Buaksib.com – Performa Kai Havertz bersama Chelsea sempat menunjukkan grafik peningkatan di akhir musim 2020/21 lalu. Namun, grafiknya di awal musim ini justru kembali menurun kendati tidak terlalu signifikan. Hal ini mengundang komentar dari sang manajer, Thomas Tuchel yang mengungkapkan bahwa The Blues mengharapkan sesuatu yang lebih dari pemain asal Jerman tersebut.

Kai Havertz 2021
Kai Havertz

 

Kai Havertz mampu mencetak sembilan gol dari total 45 penampilannya di musim 2020/21 kemarin. Angka tersebut tergolong cukup bagus untuk seorang gelandang serang seperti dirinya. Apalagi, beberapa gol yang dicetak oleh eks pemain Bayer Leverkusen itu sangat menentukan bagi Chelsea.

Satu golnya tercipta pada laga melawan Manchester City. Gol semata wayang Kai Havertz sudah cukup untuk menumbangkan The Citizens sekaligus meraih gelar juara Liga Champions musim lalu. Hal tersebut membuat publik kembali menanamkan ekspektasi yang cukup besar pada pundaknya.

Sayang, Havertz kembali membuat fans Chelsea kecewa dengan performanya di awal musim ini. Peran pemain berusia 22 tahun tersebut tidak terlalu nampak di atas lapangan dan baru mencetak satu gol di musim ini.

Harapan di Pundak Kai Havertz

Manajer Chelsea, Thomas Tuchel nampak sedikit kecewa dengan performa yang ditampilkan Kai Havertz di musim ini. Padahal, sang manajer melihat performa yang cukup mengesankan darinya di sesi latihan The Blues.

“Gol [di final Liga Champions] tentu saja membantu dan dia kembali menunjukkan itu di sesi latihan,” tutur Tuchel seperti dikutip Goal International.

“Dia menunjukkan sikap yang berbeda, cara berlatih yang dewasa, cara menggunakan tubuh yang dewasa. Saya tidak malu untuk mengatakan bahwa kami mengharapkan yang lebih dari ini di pertandingan,” sambungnya.

Menurut penilaian Tuchel, salah satu yang menjadi penghambat Kai Havertz adalah ekspektasi publik yang berlebihan.

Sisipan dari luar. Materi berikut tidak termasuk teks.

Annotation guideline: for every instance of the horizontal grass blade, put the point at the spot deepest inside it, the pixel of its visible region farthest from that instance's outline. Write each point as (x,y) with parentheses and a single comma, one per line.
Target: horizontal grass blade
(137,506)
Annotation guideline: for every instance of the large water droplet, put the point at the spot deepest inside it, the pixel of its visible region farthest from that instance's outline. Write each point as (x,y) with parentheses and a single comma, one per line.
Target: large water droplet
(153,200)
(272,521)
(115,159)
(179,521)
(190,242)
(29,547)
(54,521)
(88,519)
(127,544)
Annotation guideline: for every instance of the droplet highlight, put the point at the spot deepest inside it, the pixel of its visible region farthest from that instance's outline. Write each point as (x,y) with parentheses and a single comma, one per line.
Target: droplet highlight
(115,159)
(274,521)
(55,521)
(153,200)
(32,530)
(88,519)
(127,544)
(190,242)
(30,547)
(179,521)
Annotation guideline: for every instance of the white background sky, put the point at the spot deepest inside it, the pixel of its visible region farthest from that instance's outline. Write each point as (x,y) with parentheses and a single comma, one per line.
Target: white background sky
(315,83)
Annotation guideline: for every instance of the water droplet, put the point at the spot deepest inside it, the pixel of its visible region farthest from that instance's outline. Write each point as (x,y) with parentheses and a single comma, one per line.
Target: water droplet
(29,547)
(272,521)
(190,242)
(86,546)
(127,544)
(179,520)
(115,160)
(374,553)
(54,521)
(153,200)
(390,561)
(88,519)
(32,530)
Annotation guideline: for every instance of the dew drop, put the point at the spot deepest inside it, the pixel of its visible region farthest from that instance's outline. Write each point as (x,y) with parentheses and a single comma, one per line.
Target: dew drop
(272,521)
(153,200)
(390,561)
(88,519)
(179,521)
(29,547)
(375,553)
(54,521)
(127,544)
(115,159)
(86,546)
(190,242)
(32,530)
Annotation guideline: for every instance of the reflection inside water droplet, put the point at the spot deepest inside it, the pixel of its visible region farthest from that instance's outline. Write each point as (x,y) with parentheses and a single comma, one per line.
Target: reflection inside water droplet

Kendati demikian, manajer asal Jerman itu juga tidak memungkiri bahwa keberhasilan The Blues memenangi Liga Champions lalu membuat ekspektasi semakin tinggi.

“Saya merasa seluruh tim sedikit tersendat dalam urusan ekspektasi. Saya tidak tahu mengapa. Mungkin itu karena kesuksesan kami, mungkin itu adalah ekspektasi yang timbul karena kesuksesan,” tambah eks manajer PSG itu.

“Itu sangat penting dan kami perlu menghapusnya dari pundak kami agar bisa fokus dan hidup di masa sekarang. Kami menginginkan yang lebih dari Kai [Havertz], lebih dari apa yang bisa dia tunjukkan karena ia penuh talenta,” tandasnya.